I would not trust Scott, and I have since got to the point of being able to test systems using automatic modeling techniques, including length of time periods and sample size.

Depending on what factors I or the program choose to model, and what track I was playing and what time of year, the ideal sample size or time period of a model was all over the place.

But have came to the conclusion very old data often got stale, as well as very short models ---a few days were too small.

raybo · 07-07-2014, 09:10 AM

I database by individual track, and keep the most recent 24-30 cards in the database, ideally 240-260 races. I use the database for eliminations only. In shorter meets I will go back to the previous year using cards from the same time of meet and time of year, looking for similar environmental conditions.

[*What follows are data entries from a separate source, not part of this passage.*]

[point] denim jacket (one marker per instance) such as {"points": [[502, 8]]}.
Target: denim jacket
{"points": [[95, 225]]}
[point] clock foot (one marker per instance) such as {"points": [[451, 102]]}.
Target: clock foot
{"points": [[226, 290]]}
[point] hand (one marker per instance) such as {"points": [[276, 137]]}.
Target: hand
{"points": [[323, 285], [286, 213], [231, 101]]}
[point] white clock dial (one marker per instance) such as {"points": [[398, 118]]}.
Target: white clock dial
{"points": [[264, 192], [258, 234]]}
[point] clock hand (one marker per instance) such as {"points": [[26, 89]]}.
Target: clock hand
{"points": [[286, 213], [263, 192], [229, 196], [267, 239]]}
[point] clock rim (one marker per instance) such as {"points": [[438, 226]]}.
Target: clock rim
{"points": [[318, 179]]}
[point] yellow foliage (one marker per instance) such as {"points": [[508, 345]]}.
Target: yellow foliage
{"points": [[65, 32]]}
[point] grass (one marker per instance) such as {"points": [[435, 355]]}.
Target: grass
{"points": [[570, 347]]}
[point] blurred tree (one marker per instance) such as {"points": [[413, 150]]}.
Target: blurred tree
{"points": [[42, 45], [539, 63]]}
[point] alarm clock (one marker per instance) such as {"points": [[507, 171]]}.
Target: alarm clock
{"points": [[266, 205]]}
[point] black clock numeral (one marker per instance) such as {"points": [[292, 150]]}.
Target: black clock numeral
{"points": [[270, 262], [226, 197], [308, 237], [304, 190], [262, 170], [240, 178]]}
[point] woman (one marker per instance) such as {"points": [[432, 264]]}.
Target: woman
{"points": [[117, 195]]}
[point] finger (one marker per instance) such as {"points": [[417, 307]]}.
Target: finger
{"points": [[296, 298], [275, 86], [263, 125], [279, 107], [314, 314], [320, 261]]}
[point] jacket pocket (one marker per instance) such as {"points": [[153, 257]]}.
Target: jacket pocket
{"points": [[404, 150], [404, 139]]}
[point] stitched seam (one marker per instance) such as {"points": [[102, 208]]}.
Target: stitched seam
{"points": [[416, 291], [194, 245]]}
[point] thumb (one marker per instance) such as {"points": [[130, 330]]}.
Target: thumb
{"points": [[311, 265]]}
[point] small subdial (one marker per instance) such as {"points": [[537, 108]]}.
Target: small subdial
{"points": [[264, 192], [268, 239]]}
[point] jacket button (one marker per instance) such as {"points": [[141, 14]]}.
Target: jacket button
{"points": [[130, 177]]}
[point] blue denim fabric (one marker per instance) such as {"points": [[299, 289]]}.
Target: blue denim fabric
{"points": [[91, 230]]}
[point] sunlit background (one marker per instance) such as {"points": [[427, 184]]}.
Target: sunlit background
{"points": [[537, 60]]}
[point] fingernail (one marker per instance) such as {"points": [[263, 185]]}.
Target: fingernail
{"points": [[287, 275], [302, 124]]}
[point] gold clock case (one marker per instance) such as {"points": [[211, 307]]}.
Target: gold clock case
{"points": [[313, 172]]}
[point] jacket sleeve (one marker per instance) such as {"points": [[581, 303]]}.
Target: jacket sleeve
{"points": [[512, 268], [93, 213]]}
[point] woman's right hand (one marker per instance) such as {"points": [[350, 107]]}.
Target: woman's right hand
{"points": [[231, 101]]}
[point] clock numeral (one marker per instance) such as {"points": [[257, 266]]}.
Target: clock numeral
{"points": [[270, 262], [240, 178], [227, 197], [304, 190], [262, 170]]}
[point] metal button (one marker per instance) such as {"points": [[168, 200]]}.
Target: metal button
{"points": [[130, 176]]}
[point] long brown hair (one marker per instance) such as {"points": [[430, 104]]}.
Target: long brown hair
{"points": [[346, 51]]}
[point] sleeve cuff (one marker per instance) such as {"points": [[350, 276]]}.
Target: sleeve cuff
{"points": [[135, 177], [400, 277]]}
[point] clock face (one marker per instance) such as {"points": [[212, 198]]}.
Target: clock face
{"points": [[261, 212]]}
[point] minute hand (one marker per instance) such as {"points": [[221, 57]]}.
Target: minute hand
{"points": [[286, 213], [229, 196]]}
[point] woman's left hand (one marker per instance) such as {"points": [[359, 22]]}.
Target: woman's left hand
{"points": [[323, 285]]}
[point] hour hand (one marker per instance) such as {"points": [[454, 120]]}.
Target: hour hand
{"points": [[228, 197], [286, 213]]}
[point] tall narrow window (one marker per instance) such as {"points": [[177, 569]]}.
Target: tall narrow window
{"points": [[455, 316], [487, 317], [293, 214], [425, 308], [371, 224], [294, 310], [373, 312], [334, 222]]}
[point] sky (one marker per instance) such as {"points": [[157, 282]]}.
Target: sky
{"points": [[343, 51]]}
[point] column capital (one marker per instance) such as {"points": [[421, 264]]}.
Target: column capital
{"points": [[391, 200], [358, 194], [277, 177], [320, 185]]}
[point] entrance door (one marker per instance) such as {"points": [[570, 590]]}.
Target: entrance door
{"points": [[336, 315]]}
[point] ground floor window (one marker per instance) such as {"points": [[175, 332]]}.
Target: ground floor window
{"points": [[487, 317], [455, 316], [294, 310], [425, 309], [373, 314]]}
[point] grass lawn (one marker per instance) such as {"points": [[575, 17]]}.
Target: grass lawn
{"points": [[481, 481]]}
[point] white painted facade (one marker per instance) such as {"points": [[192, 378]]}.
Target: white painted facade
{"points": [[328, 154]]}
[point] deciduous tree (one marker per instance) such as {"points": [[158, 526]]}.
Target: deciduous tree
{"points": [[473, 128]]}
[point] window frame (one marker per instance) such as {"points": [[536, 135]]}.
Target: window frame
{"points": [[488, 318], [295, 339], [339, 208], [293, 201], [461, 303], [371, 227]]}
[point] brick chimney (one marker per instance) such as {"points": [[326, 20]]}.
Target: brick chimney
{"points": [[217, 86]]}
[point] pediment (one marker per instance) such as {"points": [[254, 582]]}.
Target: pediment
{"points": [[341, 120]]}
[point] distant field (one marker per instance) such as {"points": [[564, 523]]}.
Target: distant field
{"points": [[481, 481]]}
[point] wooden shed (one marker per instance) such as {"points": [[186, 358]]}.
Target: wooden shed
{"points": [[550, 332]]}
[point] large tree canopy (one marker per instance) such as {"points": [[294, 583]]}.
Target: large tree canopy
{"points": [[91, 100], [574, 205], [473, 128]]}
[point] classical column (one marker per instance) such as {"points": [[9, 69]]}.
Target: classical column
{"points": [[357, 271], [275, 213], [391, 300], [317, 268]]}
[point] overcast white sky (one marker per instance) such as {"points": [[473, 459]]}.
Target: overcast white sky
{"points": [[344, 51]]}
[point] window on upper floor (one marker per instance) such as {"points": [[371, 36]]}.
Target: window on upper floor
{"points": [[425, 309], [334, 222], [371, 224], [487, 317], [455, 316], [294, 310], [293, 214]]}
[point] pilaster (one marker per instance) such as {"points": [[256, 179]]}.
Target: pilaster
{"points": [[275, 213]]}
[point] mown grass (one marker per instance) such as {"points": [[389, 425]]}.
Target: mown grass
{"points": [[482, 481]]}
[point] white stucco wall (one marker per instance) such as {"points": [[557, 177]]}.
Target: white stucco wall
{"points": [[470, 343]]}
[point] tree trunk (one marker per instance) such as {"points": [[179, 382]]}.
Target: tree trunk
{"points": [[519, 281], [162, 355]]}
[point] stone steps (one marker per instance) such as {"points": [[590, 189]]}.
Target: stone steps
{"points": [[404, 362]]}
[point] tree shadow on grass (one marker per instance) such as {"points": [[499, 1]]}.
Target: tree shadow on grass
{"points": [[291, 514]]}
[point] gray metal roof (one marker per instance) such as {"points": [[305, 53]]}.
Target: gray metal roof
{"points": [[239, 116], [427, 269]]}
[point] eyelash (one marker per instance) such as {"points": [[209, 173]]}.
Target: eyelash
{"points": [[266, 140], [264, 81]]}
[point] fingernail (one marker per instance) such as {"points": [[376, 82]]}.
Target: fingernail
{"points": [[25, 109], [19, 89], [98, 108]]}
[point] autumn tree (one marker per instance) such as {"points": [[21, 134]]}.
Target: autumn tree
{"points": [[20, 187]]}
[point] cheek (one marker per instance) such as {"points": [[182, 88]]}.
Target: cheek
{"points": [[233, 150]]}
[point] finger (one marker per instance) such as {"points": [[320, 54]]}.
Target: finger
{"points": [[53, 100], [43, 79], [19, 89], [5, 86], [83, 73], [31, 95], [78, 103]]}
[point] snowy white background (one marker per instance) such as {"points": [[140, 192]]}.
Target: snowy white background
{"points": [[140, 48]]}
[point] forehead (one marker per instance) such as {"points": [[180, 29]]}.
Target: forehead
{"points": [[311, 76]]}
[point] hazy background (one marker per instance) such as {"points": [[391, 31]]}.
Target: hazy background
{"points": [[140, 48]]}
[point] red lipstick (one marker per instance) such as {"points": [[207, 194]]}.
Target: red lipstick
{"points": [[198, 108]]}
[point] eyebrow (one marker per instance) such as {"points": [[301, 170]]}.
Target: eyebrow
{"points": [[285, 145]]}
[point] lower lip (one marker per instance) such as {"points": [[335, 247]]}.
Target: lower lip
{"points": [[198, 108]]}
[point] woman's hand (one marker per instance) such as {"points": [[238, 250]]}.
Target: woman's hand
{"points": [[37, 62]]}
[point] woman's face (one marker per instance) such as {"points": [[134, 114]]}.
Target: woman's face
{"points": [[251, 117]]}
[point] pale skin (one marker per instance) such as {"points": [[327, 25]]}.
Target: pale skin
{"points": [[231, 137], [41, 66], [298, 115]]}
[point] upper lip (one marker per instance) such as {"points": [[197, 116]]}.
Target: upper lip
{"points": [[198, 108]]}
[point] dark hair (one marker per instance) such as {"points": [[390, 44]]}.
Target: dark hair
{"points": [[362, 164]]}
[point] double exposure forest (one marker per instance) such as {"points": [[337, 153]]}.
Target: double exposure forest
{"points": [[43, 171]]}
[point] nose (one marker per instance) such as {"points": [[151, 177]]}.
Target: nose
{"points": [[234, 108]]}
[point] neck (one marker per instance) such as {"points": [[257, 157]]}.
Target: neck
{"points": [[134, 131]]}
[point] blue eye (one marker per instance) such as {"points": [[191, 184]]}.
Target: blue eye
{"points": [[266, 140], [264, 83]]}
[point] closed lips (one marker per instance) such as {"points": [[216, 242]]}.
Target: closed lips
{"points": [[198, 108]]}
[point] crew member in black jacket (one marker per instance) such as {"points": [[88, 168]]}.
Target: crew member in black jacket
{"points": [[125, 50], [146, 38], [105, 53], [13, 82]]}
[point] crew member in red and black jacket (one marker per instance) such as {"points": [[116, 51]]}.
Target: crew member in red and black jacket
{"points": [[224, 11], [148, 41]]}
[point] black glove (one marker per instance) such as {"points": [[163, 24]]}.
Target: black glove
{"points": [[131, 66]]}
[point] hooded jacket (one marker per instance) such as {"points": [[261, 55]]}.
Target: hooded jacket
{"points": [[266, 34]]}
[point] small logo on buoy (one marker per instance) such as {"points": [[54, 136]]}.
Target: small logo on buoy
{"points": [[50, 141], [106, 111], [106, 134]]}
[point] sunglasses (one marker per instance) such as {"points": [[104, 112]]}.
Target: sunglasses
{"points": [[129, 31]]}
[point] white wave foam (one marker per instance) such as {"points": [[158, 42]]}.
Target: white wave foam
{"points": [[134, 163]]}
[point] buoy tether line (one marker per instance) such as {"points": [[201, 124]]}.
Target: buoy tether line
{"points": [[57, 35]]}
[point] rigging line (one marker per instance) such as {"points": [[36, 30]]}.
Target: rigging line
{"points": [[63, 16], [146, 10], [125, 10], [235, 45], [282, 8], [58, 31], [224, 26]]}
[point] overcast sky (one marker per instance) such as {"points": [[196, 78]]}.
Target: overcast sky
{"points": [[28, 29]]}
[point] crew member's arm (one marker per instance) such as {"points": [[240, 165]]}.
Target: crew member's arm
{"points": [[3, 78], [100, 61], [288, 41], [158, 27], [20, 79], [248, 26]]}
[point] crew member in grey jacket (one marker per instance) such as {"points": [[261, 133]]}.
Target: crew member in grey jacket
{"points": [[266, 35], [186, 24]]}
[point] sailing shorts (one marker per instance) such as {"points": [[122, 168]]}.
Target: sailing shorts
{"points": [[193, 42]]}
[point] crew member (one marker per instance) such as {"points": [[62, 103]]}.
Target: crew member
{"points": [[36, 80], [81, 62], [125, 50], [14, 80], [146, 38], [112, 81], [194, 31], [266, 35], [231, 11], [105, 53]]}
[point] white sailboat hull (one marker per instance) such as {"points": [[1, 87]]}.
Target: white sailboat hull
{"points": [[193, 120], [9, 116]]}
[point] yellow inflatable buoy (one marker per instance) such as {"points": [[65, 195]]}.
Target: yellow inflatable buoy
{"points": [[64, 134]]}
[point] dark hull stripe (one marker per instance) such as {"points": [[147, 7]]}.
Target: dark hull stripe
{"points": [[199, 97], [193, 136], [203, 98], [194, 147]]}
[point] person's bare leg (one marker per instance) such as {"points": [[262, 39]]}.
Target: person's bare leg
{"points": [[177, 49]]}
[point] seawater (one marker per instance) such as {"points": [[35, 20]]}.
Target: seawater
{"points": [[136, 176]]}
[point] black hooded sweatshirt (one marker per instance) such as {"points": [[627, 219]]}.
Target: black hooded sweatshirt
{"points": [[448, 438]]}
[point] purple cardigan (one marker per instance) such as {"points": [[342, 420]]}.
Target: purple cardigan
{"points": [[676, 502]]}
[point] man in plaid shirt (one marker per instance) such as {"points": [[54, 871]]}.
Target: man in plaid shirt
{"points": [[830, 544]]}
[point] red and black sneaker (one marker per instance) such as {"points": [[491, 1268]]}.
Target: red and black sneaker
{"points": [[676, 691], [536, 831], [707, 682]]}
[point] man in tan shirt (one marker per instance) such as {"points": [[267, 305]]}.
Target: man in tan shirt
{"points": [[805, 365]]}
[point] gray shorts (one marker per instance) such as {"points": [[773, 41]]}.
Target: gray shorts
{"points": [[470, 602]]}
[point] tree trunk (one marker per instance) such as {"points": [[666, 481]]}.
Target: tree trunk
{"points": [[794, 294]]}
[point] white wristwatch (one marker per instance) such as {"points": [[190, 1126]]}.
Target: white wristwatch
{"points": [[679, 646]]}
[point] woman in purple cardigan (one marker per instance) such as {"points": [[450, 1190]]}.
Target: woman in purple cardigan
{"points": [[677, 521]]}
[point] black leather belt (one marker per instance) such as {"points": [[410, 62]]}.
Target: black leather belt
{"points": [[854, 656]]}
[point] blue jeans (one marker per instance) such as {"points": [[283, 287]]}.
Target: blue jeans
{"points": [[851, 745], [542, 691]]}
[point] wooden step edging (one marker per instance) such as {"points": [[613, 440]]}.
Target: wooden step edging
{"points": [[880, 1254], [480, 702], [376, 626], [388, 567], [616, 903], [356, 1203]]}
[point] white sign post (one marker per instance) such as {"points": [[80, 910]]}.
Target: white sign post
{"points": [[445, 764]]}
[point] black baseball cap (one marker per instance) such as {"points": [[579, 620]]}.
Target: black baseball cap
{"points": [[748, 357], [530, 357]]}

Tom · 07-07-2014, 09:27 AM

At my age, 9 races IS the long run!

DeltaLover · 07-07-2014, 09:54 AM

Quote:

Originally Posted by hcap

Years ago using then a computer running a CPM operating system and a primitive version of lotus 123, set up a program using Scott's first book,

CP/M rocked

Way better that MS-DOS who eventually became the market's standard

hcap · 07-07-2014, 12:22 PM

Quote:

Originally Posted by DeltaLover

CP/M rocked

Way better that MS-DOS who eventually became the market's standard

My introduction to computers.

Only thing I remember other than

using William Scott, was sometimes when I shifted the paper in my trusty dot matrix printer, often the image to print on my computer screen shifted too---spooky

JohnGalt1 · 07-07-2014, 03:00 PM

This isn't a test of a method, but Ed Bain would play trainers if they had a 30% win with at least 4 wins for the categories he found important.

If a trainer was 4 for 7 with first after claim it would qualify as a bet even though there were only 7 instances, because in his experience this was enough of a history for a positive expectation.

So as not to hijack this important thread, I will start a new thread on my data from 2013 Bain like trainer and jockey results.

Thanks coljesep for a reason for me to stop procrastinating.

**************************

When Marc Cramer would test an angle, he would eliminate the top pay off so as not to skew the ROI with one extremely huge win.

Dave Schwartz · 07-07-2014, 06:16 PM

Quote:

Interesting, I thought it was supposed to be at least 30 e.g., Dow Jones Industrials. Doesn't the statistical T-test also suggests at least 30?

At least 30 winners in each category.

Thus, if you were looking at odds, and had broken the horses into (say) 5 classes and the upper class was 30/1 and above, you would want 30 winners in that group, at 30/1 or higher.

whodoyoulike · 07-07-2014, 06:45 PM

I viewed the question a little differently. I thought he was looking for an adequate sample size. If you had a database population of say 10k, you could take a random sample of around 30 records and use the T-test formula (there is an F-test, z-test and probably others) to determine it's confidence level and then compare the results to another similar random sample of approx. the same size. If the confidence level was similar to the previous, you would have a confidence level that your sample(s) were representative of the population as a whole.

Btw, I recall that there are formulas to calculate what an appropriate sample size should be for a given population size. But, my statistics knowledge is limited.